In other news, the US State Department took a break from pursuing Wikileaks only for long enough to announce World Press Freedom Day.

Here’s a challenge to all RiotACTers – find a greater example of hypocrisy.

This reminds me of a bit from the movie Mars Attacks, where the aliens are running through the streets shooting everyone they can see while at the same time carrying a machine which says “we come in peace” (or words to that effect).

#24
fozzy3:45 pm, 10 Dec 10

Some meta thoughts:

1. I think the points listed above are helpful and well balanced, with one caveat, about security clearances.

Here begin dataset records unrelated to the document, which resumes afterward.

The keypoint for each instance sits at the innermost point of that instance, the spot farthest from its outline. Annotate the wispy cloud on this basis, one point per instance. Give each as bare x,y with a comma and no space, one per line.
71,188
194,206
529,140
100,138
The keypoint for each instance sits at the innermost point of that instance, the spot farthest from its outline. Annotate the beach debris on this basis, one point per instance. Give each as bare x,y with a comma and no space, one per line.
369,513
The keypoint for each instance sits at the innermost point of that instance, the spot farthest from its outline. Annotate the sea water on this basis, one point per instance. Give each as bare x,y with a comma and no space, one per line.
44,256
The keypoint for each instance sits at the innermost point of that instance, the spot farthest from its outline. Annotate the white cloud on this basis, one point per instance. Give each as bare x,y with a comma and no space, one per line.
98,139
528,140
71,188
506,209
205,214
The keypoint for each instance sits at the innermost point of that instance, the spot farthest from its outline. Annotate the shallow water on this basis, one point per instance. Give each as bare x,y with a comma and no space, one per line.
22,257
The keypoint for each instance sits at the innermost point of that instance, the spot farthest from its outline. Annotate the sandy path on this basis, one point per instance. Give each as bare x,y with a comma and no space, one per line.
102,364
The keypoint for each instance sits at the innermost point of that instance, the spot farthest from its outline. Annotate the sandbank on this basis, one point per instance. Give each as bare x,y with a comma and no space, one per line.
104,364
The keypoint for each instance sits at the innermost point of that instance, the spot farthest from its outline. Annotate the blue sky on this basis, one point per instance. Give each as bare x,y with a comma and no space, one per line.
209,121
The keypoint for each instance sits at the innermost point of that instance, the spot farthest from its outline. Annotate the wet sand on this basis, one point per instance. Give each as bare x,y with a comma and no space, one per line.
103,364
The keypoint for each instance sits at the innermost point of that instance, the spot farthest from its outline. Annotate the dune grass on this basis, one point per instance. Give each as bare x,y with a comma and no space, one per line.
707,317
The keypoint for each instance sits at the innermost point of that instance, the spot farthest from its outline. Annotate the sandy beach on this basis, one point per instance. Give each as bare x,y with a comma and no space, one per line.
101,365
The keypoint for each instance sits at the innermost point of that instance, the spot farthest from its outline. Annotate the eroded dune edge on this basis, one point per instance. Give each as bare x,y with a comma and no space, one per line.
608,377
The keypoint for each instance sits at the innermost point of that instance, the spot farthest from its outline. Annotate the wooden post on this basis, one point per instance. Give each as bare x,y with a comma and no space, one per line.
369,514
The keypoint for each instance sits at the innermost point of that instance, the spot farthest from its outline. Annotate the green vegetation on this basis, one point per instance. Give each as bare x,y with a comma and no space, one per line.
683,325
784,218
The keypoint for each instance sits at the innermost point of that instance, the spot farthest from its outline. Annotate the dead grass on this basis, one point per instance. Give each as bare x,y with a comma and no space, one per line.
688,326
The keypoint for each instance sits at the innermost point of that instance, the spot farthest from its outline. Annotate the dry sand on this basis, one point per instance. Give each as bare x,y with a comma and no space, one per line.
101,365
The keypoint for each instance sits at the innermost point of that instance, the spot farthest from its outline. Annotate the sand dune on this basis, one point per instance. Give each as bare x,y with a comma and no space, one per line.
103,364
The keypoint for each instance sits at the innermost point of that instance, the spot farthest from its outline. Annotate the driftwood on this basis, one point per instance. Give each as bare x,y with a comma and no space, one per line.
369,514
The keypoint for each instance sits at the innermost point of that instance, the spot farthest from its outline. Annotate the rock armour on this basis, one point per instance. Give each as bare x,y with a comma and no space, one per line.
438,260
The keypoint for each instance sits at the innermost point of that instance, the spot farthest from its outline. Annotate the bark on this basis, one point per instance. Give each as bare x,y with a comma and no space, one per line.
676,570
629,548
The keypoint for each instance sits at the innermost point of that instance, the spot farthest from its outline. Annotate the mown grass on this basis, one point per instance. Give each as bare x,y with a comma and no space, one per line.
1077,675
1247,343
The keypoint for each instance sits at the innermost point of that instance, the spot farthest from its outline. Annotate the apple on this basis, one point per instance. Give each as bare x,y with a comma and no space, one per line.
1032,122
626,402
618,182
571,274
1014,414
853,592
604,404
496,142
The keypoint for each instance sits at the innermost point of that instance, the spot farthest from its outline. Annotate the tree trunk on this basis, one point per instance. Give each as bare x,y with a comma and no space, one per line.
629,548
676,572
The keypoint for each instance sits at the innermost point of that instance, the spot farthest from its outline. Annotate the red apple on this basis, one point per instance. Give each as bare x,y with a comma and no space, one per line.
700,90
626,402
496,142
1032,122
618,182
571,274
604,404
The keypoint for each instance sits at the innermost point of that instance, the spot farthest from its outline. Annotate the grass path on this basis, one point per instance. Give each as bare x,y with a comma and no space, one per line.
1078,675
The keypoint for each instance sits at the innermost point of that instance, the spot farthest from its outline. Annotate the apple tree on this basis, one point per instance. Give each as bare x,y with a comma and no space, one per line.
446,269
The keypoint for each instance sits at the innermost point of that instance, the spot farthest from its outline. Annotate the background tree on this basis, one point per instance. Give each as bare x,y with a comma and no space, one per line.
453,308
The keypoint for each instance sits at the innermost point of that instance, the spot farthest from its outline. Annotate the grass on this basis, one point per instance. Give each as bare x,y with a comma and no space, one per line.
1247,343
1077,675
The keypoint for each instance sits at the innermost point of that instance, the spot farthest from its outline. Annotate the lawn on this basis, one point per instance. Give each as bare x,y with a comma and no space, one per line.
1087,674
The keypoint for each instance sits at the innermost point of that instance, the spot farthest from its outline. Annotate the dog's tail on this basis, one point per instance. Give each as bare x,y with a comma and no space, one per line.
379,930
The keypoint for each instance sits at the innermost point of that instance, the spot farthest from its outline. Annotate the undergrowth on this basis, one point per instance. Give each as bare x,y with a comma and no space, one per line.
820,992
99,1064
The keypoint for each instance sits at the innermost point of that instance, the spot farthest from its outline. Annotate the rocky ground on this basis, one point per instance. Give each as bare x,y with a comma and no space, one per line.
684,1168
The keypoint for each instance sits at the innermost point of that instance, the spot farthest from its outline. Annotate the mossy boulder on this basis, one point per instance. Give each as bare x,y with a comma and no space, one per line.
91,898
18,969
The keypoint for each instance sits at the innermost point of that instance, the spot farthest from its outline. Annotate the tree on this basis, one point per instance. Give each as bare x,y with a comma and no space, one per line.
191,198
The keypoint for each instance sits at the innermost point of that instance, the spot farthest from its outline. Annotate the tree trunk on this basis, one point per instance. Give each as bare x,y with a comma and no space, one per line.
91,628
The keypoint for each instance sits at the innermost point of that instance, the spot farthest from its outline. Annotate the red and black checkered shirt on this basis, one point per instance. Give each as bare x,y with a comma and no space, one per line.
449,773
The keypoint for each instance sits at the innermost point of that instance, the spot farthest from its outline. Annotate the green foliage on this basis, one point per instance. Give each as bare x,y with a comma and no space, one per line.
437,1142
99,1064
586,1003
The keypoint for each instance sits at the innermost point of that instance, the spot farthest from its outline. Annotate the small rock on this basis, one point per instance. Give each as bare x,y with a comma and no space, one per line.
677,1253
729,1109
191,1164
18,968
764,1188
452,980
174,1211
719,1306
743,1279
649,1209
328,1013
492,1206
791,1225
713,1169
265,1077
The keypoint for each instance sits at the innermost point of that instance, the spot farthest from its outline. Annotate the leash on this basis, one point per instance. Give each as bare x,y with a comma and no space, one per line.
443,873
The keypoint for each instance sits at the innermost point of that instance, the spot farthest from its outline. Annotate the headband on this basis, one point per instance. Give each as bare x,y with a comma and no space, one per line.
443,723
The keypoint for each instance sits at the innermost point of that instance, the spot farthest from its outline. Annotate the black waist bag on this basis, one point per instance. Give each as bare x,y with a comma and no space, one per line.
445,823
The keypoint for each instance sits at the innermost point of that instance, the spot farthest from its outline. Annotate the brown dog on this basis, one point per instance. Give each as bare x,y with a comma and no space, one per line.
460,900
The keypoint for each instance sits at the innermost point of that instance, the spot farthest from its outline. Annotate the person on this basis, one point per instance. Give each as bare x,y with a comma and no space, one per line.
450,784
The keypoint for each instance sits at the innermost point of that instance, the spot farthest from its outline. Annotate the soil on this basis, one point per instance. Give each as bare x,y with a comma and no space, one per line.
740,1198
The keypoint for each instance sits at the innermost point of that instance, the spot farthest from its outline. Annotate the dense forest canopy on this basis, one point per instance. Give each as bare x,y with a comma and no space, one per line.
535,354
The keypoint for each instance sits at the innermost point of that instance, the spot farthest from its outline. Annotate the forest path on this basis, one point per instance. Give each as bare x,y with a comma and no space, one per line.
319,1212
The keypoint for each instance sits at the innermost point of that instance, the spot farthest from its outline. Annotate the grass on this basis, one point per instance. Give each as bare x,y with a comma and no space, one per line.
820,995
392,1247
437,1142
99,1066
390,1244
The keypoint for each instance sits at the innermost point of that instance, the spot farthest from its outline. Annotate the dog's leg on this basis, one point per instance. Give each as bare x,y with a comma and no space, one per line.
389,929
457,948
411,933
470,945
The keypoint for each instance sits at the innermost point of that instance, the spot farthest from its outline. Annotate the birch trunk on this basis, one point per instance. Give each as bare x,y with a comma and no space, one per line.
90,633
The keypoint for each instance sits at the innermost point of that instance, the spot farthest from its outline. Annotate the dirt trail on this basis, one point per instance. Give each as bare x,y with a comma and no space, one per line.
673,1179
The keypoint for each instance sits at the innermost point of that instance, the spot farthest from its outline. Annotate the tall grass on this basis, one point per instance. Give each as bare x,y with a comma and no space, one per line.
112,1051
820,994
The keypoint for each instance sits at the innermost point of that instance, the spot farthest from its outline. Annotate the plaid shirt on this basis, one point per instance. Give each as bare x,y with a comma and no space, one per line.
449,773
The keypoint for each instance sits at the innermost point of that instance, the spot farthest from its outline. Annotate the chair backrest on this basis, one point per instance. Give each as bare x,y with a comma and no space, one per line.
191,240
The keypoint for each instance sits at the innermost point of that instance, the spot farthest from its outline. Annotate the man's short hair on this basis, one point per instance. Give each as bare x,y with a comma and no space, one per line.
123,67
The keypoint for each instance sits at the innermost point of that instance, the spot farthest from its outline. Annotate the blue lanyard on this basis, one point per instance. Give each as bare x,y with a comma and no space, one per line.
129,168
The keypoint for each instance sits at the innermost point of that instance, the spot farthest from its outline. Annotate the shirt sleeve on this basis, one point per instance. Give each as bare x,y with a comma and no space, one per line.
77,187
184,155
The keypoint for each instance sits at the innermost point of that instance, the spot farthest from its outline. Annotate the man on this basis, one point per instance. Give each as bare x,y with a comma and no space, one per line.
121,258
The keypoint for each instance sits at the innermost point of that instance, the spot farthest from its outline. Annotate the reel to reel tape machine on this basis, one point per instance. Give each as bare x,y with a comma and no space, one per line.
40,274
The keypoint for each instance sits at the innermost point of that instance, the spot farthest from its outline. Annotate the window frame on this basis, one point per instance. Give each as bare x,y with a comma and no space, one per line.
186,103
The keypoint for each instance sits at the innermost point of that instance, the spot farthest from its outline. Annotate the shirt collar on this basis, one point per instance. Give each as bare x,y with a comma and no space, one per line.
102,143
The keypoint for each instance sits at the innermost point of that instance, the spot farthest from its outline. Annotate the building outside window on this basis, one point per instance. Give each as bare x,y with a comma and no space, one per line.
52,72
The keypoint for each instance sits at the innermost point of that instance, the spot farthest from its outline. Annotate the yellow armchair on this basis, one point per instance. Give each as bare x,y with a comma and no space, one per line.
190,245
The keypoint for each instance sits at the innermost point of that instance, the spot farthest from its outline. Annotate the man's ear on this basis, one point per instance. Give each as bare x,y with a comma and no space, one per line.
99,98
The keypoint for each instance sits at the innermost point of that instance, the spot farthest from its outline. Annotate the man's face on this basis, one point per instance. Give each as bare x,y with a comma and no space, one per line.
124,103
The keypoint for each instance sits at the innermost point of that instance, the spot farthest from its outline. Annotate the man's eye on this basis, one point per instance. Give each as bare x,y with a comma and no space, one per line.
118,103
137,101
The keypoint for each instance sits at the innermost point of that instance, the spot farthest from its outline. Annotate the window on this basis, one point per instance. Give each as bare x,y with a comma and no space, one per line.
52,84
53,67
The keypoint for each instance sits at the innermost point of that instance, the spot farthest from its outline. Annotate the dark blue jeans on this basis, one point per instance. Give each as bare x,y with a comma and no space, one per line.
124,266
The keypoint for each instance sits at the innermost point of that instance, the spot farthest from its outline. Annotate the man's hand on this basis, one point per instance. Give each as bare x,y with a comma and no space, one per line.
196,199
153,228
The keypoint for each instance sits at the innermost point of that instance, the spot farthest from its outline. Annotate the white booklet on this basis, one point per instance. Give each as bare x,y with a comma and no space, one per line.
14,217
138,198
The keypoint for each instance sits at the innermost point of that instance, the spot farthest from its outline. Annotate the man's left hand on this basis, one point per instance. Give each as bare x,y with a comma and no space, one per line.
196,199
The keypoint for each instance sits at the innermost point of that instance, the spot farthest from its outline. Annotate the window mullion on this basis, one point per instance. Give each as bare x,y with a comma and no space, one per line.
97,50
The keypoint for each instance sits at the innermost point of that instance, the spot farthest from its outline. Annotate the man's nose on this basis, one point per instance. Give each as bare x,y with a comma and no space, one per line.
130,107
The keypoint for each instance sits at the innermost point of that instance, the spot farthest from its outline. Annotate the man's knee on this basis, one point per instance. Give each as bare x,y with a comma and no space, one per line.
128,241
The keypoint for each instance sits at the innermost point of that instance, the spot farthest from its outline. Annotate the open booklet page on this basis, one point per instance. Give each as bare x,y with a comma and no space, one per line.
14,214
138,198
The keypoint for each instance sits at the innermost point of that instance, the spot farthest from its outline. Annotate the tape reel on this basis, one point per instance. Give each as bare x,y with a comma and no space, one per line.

Engaging in public protests does not (IANAL) someone getting clearance. Only if you go further than a peaceful protest may that not be the case.
2. The best summary I’ve seen of the whole discussion is that WikiLeaks is to Governments/Diplomacy/Statecraft what Napster began 10 years ago for the music and movie industries. They are still hanging onto their old business models rather than re-inventing themselves. Will it also take governments 10+ years to figure out what it means to live in a digital age?
3. As has been said, none of the leaks are particularly revelatory for any News junkie. But the overall meta-analysis has been great, particularly Guy Rundle’s pieces in Crikey.

#25
Mr Waffle4:29 pm, 10 Dec 10

Mr Waffle said :

UPDATE: The Register is now drawing attention to the fact that Bradley Manning’s defence fund has not had one red cent out of Wikileaks.

I’m sure I read last week that wikileaks is going broke since it doesn’t actually have any sort of income (eg advertising) other than donations. Can’t recall where now…

Also, I’m still confused as to how a mere Private in the US Army could gain access to and leak diplomatic cables. Why would the military have access to those?

#26
housebound5:14 pm, 10 Dec 10

Let’s face it, in a an ideal world, a lot of that ‘classified’ information would not have been written because it is nasty gossip, but in this world it is passed off as intelligence and kept secret (until now).

On the other hand – outing Arbib as an American patsy may have done us all a favour.

I tend to come down on the side of those who say if Asange has done the wrong thing, then so have all the media he has co-opted into publishing the material as well.

#27
BerraBoy685:20 pm, 10 Dec 10

To me, the odd thing about the public’s reaction to the information now coming out on wikileaks is that everybody seemed to ‘believe’ that the behavior contained in the leaked documents went on behind the scenes anyway… they just didn’t want to have ‘know’ that it actually does go on.

#28
I-filed6:15 pm, 10 Dec 10

I’m inclined to wait for the outcome of any Swedish rape trial before I come out in support of Assange.

I’d also like to know whether Wikileaks’ transparency extends to their financial affairs. Has Assange made serious money out of the venture? And what’s with this “no money for the leaker’s defence fund!” What the!

I have reservations about the “Assange worship” that seems to be based on his looks (though they are fading fast)

Frankly, a hack attack on the possible rape victims’ lawyer’s website was disgusting – I don’t think Assange has come out and decried that act.

I think there’s too much potential for trendoid rentacrowd business with this protest.

#29
creative_canberran6:58 pm, 10 Dec 10

Chaz said :

anyone else have a feeling that this wikileaks issue will lead to net censorship?

The FCC is actually working on legislating regarding “Net Neutrality” at the moment because service providers are attempting to censor what users access. Should be interesting to see what they come up with given whatever they do will reflect on their own ability to censor sites.

#30
Skidbladnir8:24 pm, 10 Dec 10

How did a private get access to diplomatic cables?
SIPRNet is a US Govt system of Secret (NOFORN) or higher level access that uses a Permit All Once Access Granted, Only Deny If Requested user access architecture in response to Sept 11′s “We had it on file but nobody knew about it” problems.
Manning abused that inherent flaw.

It has a user base of three million people, and evidently confidential diplomatic cables are also filed in it.Much to the frustration of people like Kevin07 and Arbib, since it meant they weren’t actually being treated as confidentially as they seemed to expect.